Sir Anthony Nutting, 3rd Baronet

Sir Anthony Nutting, 3rd Baronet

Sir Harold Anthony Nutting, 3rd Baronet (January 11, 1920 – February 24, 1999) was a British diplomat and Conservative Party politician.

Early and private life

Nutting was born on 11 January 1920 and is the son of Sir Harold Stanmore Nutting, 2nd Bt. a wealthy family who owned estates in England and Scotland. He was educated at Eton College and Trinity College, Cambridge where he studied agriculture and kept a pack of hounds.

When World War II broke out, he joined the Leicestershire Yeomanry, but he had to be invalided out a year later after a steeplechase accident, and he entered the Foreign Service. Both of his elder brothers were killed on active duty. He served as an attaché at the British Embassy in Paris. When France fell in World War II he was assigned to the embassy in Madrid, where he organized escape routes for Allied servicemen caught behind enemy lines from 1940 to 1944 . He joined the Embassy in Rome in 1944-45.

He married his first wife, Gillian Leonora Strutt, with who he had three children, John, David and Zara, they divorced however in 1959. He married his second wife, Anne Gunning Parker, in 1961, he later married his third wife Margarita.

Early political career

At the 1945 general election, aged 25, Nutting was elected as Member of Parliament for Melton a constituency in the heart of famous hunting country and it was said of it that "most of the voters are foxes!". He served as chairman of the Young Conservatives 1946-47 and he was the youngest member of Winston Churchill's Government after World War II. He was made a Privy Councillor in 1954 and he led the British delegation to the United Nations General Assembly and Disarmament Commission in 1954 and 1955. He was an internationalist, an early enthusiast for British membership of the European Economic Community and an Arabist who was a founding member of the Council for the Advancement of Arab-British Understanding (CAABU) in 1967. In the worlds of the political writer Peter Kellner:

"He belonged to, and was set fair to lead, a new generation of post-war Tories: moderate, inclusive and internationalist. He preferred the spirit of the United Nations Charter to the ethos of empire. He understood earlier than most of his contemporaries that Britain needed to find a new role in the world."

Suez Crisis

In 1954 he negotiated the final steps of the treaty with President Gamal Abdel Nasser of Egypt under which British troops withdrew from Suez; so when he discovered the joint British and French invasion plan at a meeting on the 14 October 1956 he believed that the mission was mistaken and deceitful. On the 31 October, after failed attempts by Harold Macmillan, the future Prime Minister, to persuade him not to resign telling him that "you will lead the party one day", he resigned his post as Minister of State for Foreign Affairs but for security reasons, he did not give the customary resignation speech to the House of Commons, and his unexplained action proved so unpopular that his constituents forced him to give up his seat in Parliament. He later wrote of feeling suddenly "bereft of friends, a castaway adrift on a sea of anger and recrimination, an object of distrust, torn between loyalty to principle and loyalty to friends and associates."

After Suez

Sir Anthony kept his silence over the Suez Crisis until 1967 when in his book "No End of a Lesson", he explained that backing the Suez action would have put him in the position of lying to the House of Commons and the United Nations.
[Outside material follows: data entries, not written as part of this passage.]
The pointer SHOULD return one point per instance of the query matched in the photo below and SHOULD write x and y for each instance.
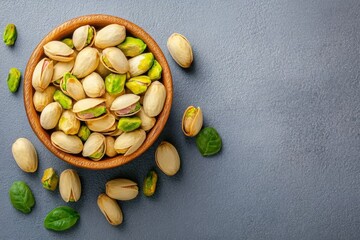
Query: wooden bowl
(65, 30)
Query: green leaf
(61, 218)
(208, 141)
(21, 197)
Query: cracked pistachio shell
(59, 51)
(70, 186)
(132, 47)
(114, 83)
(192, 121)
(60, 69)
(42, 99)
(68, 123)
(86, 62)
(72, 87)
(140, 64)
(50, 179)
(93, 85)
(25, 155)
(111, 209)
(114, 60)
(83, 36)
(121, 189)
(155, 71)
(110, 36)
(128, 124)
(10, 34)
(42, 74)
(62, 99)
(154, 99)
(147, 122)
(167, 158)
(139, 84)
(95, 146)
(180, 50)
(110, 150)
(66, 143)
(50, 116)
(129, 142)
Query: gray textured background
(280, 82)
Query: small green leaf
(208, 141)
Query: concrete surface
(280, 82)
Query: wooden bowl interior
(65, 30)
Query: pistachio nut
(167, 158)
(70, 186)
(150, 183)
(102, 124)
(50, 115)
(121, 189)
(50, 179)
(59, 51)
(126, 105)
(90, 109)
(72, 87)
(128, 124)
(84, 133)
(132, 47)
(83, 36)
(140, 64)
(10, 34)
(95, 146)
(147, 122)
(86, 62)
(68, 123)
(129, 142)
(114, 83)
(69, 42)
(13, 80)
(154, 99)
(180, 50)
(25, 155)
(192, 121)
(62, 99)
(60, 69)
(42, 99)
(93, 85)
(139, 84)
(155, 71)
(114, 60)
(66, 143)
(110, 36)
(42, 74)
(110, 150)
(111, 209)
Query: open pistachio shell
(67, 143)
(42, 74)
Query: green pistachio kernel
(69, 42)
(65, 101)
(114, 83)
(10, 34)
(84, 133)
(128, 124)
(155, 71)
(13, 79)
(132, 47)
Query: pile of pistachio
(98, 92)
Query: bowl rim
(64, 30)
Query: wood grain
(65, 30)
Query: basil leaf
(21, 197)
(61, 218)
(208, 141)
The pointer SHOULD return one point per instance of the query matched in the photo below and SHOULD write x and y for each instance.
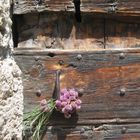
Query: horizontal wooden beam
(123, 7)
(108, 80)
(101, 132)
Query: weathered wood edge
(97, 9)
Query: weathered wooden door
(98, 52)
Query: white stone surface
(11, 89)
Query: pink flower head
(78, 102)
(43, 102)
(73, 92)
(67, 116)
(68, 102)
(64, 91)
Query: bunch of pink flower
(68, 102)
(44, 105)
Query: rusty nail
(123, 130)
(79, 57)
(38, 93)
(122, 56)
(122, 92)
(61, 62)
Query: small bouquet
(67, 103)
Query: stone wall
(11, 97)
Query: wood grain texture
(91, 132)
(100, 75)
(122, 33)
(59, 31)
(119, 7)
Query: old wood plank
(123, 7)
(59, 31)
(100, 75)
(91, 132)
(122, 33)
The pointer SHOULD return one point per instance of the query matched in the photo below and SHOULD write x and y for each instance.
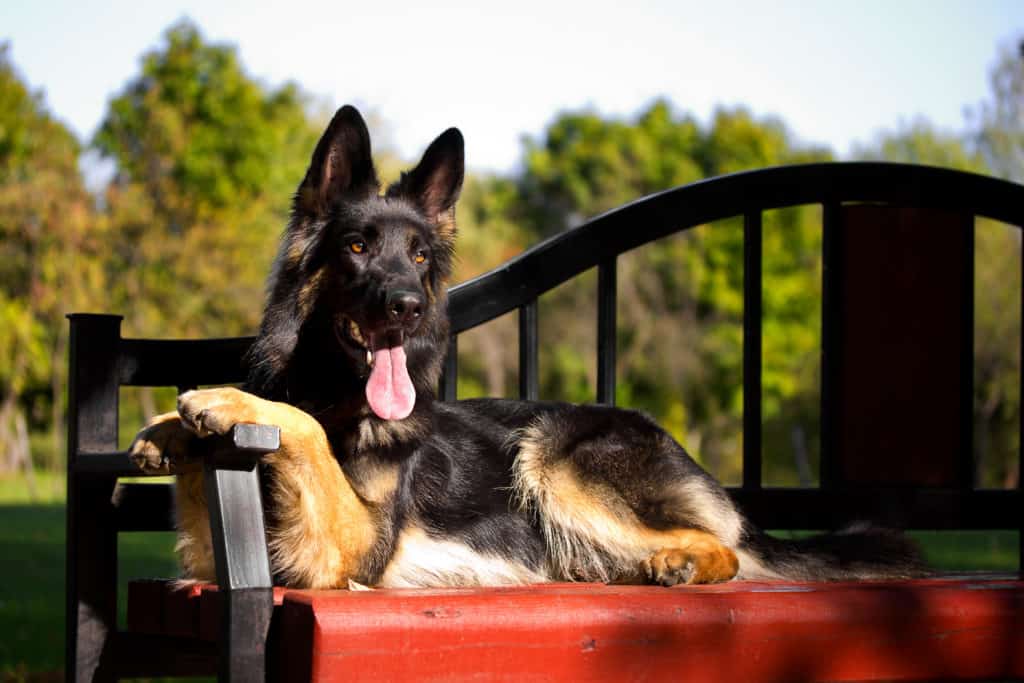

"Either I had to tell the whole story as I saw it, or say nothing at all," he wrote. "And as long as any of the chief protagonists of the Suez war still held high office in Britain it would clearly have been a grave disservice to the nation, which they still led and represented in the councils of the world, to have told the whole story." The Suez Crisis had caused so much bitterness that even eleven years after his resignation he came under pressure from the Cabinet Secretary not to proceed and there was even a threat of prosecution under the Official Secrets Act.

In his later years, still a political outcast, he divided his time between writing biographies and histories in London, Fox Hunting in Shropshire and gentleman farming in Scotland.

He died on 24 February 1999 at his London home of heart failure.